(霧山昴)
著者 オマル・ハマド 、 出版 海と月社
イスラエルのガザ侵攻が始まって2年以上たってしまいました。2023年10月7日、ハマスがイスラエルを襲撃したことに対する「反撃」というのですが、あまりにも度が過ぎています。イスラエルは直ちにガザ地区から全面撤退し、攻撃を止めるべきです。イスラエルのネタニヤフ首相は、私から見ると狂っているとしか言いようがありません。ただ、問題なのは、イスラエルの国民の半数ほどがネタニヤフを依然として支持しているようなのです。残念です。
この本にも、ナチス・ドイツがユダヤ人にしたことを、今、イスラエルはアラブの人々に同じことをしていると書かれていますが、まったく同感です。

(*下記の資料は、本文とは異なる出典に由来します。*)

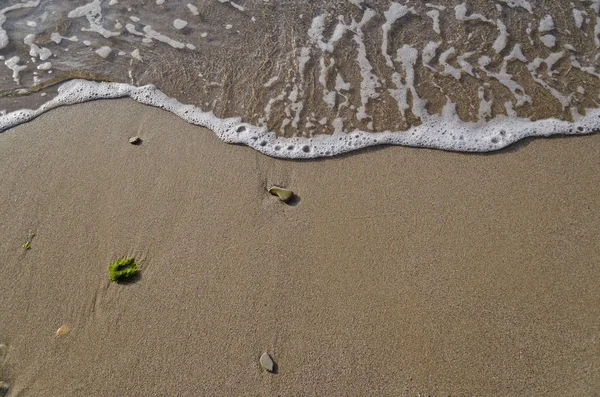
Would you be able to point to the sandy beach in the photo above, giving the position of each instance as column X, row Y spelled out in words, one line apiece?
column 398, row 271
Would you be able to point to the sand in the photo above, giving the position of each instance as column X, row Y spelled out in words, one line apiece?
column 399, row 271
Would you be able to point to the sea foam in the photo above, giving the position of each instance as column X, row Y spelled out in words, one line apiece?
column 314, row 79
column 448, row 133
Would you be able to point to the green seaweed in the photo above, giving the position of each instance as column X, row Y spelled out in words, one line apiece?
column 122, row 270
column 283, row 194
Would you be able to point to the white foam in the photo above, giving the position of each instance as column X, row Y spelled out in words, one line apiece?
column 179, row 24
column 460, row 12
column 502, row 39
column 45, row 66
column 35, row 50
column 13, row 64
column 548, row 40
column 448, row 134
column 518, row 3
column 3, row 35
column 546, row 24
column 578, row 16
column 435, row 16
column 394, row 13
column 193, row 9
column 103, row 51
column 93, row 13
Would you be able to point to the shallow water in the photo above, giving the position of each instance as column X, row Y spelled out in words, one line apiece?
column 459, row 75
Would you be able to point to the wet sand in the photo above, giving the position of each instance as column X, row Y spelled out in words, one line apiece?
column 398, row 271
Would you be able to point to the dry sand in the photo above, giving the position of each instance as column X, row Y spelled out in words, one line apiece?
column 399, row 271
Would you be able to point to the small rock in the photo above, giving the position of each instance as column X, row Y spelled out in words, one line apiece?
column 284, row 194
column 266, row 362
column 3, row 388
column 63, row 330
column 135, row 140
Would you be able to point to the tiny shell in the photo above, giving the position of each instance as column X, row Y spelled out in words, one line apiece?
column 63, row 330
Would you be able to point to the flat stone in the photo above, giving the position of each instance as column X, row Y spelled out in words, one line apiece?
column 135, row 140
column 63, row 330
column 4, row 388
column 266, row 362
column 283, row 194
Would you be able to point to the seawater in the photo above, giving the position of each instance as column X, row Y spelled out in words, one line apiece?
column 304, row 79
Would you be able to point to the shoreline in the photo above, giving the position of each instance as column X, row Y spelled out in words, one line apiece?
column 399, row 271
column 435, row 132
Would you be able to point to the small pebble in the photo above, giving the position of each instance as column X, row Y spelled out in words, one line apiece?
column 284, row 195
column 266, row 362
column 3, row 388
column 135, row 140
column 63, row 330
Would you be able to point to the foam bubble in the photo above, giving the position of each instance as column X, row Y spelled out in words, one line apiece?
column 447, row 133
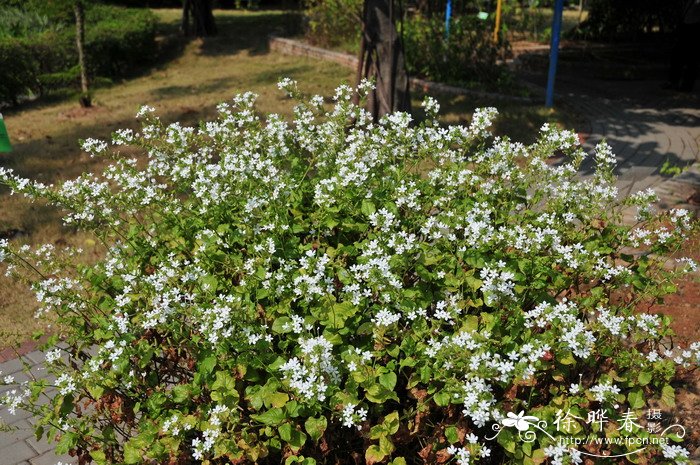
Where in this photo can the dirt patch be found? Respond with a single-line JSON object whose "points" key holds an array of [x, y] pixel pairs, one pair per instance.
{"points": [[80, 112]]}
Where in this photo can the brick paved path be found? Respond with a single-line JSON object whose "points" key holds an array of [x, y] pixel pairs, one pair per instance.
{"points": [[644, 126], [19, 446]]}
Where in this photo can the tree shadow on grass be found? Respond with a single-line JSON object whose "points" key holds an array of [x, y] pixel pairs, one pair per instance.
{"points": [[250, 32]]}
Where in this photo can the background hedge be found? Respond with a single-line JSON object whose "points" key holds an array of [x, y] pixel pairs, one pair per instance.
{"points": [[118, 41]]}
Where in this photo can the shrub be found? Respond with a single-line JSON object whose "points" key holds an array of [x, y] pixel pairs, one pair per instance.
{"points": [[328, 292], [467, 56], [15, 22], [334, 22], [120, 41]]}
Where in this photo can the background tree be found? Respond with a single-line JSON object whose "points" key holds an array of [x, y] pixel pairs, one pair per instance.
{"points": [[200, 14], [79, 12], [382, 58]]}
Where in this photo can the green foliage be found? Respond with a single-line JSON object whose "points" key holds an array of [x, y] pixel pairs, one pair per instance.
{"points": [[630, 19], [334, 289], [16, 22], [334, 22], [118, 41]]}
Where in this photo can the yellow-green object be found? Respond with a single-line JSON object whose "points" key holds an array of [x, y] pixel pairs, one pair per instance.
{"points": [[5, 145]]}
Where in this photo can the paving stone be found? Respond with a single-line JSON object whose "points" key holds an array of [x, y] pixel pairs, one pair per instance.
{"points": [[11, 366], [20, 431], [36, 356]]}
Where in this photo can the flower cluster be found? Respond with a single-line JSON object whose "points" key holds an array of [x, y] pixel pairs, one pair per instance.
{"points": [[336, 287]]}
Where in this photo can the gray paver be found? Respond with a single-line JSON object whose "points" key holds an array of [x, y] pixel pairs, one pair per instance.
{"points": [[50, 458], [17, 452]]}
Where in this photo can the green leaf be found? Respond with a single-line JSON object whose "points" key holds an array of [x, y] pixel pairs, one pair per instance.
{"points": [[379, 394], [668, 396], [274, 416], [339, 314], [292, 436], [67, 442], [391, 422], [506, 440], [644, 378], [373, 455], [316, 427], [207, 365], [388, 380], [636, 398], [279, 325], [132, 454], [98, 456], [451, 434], [181, 393], [367, 207]]}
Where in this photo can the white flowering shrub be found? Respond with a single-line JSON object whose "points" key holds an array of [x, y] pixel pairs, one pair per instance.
{"points": [[337, 291]]}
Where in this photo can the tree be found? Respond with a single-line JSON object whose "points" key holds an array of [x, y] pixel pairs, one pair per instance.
{"points": [[200, 13], [62, 11], [382, 59], [79, 11]]}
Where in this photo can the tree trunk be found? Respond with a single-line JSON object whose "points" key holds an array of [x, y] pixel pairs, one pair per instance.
{"points": [[202, 16], [79, 10], [383, 59]]}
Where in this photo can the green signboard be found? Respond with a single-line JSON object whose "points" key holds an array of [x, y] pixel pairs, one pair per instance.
{"points": [[5, 145]]}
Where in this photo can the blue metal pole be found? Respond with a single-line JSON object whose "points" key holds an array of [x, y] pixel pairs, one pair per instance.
{"points": [[554, 52], [448, 16]]}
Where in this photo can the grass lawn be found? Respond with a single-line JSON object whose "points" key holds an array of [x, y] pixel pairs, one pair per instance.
{"points": [[186, 86]]}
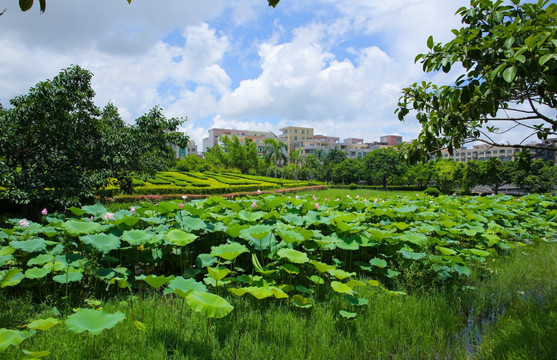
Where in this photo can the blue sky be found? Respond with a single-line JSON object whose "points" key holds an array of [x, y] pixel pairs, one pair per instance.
{"points": [[335, 65]]}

この本は、ガザの戦火の下で27歳の薬剤師の青年が書きつづった日記を紹介しています。ガザ地区のあまりにも悲惨な状況が伝えられていて、言葉も出ません。
イスラエル軍は強い破壊力を持つ1トン爆弾を繰り返しガザ地区に投下した。ダム爆弾と呼ばれる誘導不能の爆弾を人口密集地区や、避難キャンプに投下して、膨大な犠牲者を出した。爆弾の威力で、遺体はバラバラになり、遺族は、それ(肉片)をビニール袋に拾い集めて埋葬した。

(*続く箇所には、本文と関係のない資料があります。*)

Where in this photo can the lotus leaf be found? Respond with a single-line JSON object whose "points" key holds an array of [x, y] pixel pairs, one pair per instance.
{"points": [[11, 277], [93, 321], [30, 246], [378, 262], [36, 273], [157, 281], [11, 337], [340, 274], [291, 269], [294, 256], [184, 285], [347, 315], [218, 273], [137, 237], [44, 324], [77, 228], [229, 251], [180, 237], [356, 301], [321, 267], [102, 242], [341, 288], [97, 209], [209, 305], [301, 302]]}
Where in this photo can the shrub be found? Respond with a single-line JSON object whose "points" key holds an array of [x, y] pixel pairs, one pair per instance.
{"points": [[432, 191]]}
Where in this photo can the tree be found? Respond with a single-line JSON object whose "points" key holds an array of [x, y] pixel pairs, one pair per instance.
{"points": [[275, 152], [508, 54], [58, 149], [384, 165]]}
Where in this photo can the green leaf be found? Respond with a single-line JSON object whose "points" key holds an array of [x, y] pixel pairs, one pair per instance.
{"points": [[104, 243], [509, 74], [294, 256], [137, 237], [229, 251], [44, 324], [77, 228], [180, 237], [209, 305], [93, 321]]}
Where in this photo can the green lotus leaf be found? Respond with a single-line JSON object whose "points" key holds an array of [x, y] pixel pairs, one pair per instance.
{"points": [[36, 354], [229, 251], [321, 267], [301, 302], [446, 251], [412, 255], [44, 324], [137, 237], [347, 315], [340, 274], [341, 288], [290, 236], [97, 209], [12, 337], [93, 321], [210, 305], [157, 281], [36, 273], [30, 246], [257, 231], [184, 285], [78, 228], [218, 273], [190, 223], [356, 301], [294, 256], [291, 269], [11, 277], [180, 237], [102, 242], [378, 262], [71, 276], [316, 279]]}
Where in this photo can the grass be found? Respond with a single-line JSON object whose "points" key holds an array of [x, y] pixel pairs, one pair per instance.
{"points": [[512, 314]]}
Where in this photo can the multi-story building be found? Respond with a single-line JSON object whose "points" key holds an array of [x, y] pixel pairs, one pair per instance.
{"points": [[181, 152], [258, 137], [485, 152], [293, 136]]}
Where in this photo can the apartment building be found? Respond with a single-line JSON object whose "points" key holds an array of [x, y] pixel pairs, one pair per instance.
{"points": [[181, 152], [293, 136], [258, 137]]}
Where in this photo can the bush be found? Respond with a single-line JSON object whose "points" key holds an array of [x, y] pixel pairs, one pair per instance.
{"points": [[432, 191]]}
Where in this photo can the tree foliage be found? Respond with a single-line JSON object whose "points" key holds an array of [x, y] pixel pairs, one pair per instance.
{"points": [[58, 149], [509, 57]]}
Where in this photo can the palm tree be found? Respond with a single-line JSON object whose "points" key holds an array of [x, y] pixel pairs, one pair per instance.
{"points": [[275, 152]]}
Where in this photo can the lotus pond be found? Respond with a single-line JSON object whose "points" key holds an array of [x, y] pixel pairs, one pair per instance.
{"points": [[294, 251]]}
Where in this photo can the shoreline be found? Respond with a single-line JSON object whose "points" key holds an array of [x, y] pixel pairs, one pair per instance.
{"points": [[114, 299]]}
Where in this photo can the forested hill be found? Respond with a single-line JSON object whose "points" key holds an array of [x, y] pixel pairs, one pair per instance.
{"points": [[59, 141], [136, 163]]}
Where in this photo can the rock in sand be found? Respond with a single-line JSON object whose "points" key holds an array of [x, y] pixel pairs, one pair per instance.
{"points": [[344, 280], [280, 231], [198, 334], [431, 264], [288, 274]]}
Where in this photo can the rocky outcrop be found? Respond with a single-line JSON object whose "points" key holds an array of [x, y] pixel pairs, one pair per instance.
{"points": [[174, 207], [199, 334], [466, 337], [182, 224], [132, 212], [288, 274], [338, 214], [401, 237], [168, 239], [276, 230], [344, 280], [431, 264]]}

ガザの人口の45%は、14歳以下の子ども。ガザ地区の水源は、地下の帯水層。塩分が強く、未処理の排水で汚染されていて、ほとんど飲用に適さない。これを飲むと深刻な腎機能障害を引き起こし、透析患者が多い。また、肝炎が蔓延している。
缶入りコーラは1缶10ドル(1500円)もする。
水が自由に使えないため、シャワーを浴びるのもままならない。そのため皮膚病と肝炎が広がっている。ガザ地区で犠牲となったジャーナリストは170人をこえる。

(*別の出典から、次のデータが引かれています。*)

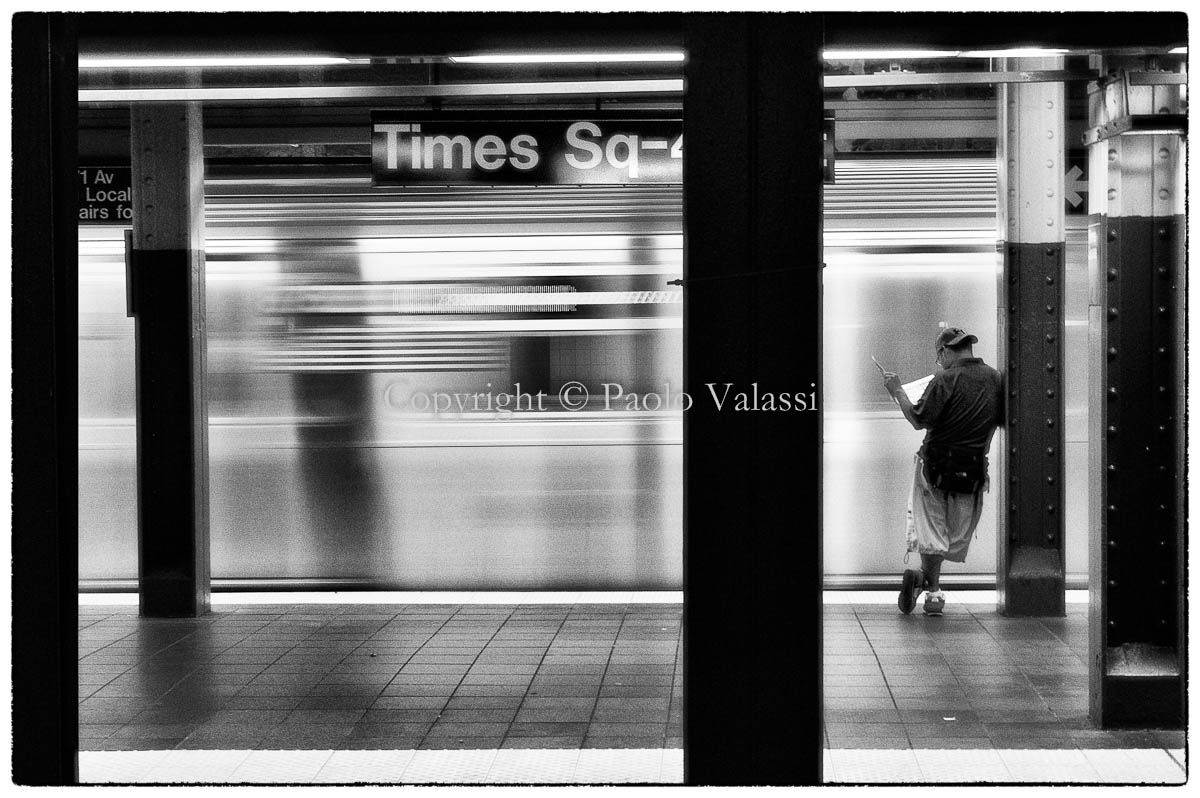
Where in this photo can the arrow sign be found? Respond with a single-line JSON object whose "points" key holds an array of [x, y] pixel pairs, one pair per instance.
{"points": [[1074, 185]]}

ネタニヤフ首相の命令で10万人ものアラブ人を殺しているのはテロリストと呼ばないのか…。ハマスだけがテロリストなのか、本当に疑問です。
250人もの人質を2年間もガザ地区の地下トンネルに隠し続けることが出来たということは、ハマスがガザの人々の支援を受けていることの何よりの証拠だと私は思います。食料・水・その他、人質の健康を維持するために大変な努力を要したことと思います。解放された人質の足取りがしっかりしていて、健康そうに見えたことから、私はハマスの力を決して侮ってはいけないと思いました。
ハマスの指導者たちをイスラエルは次々に暗殺していますが、そんなことをしてもハマスを抹殺できるはずもありません。暗殺しても暗殺しても、次から次に替わりの人は生まれるに違いありません。オサマ・ビン・ラディンの暗殺によってアルカイダが抹殺できなかったのと同じです。
アメリカのトランプ大統領はイスラエルへの支援を止めて、本気で停戦させ、イスラエル軍の完全撤退と攻撃中止を申し入れるべきだと改めて思います。それが出来ないのにノーベル平和賞がほしいだなんて悪い笑い話でしかありません。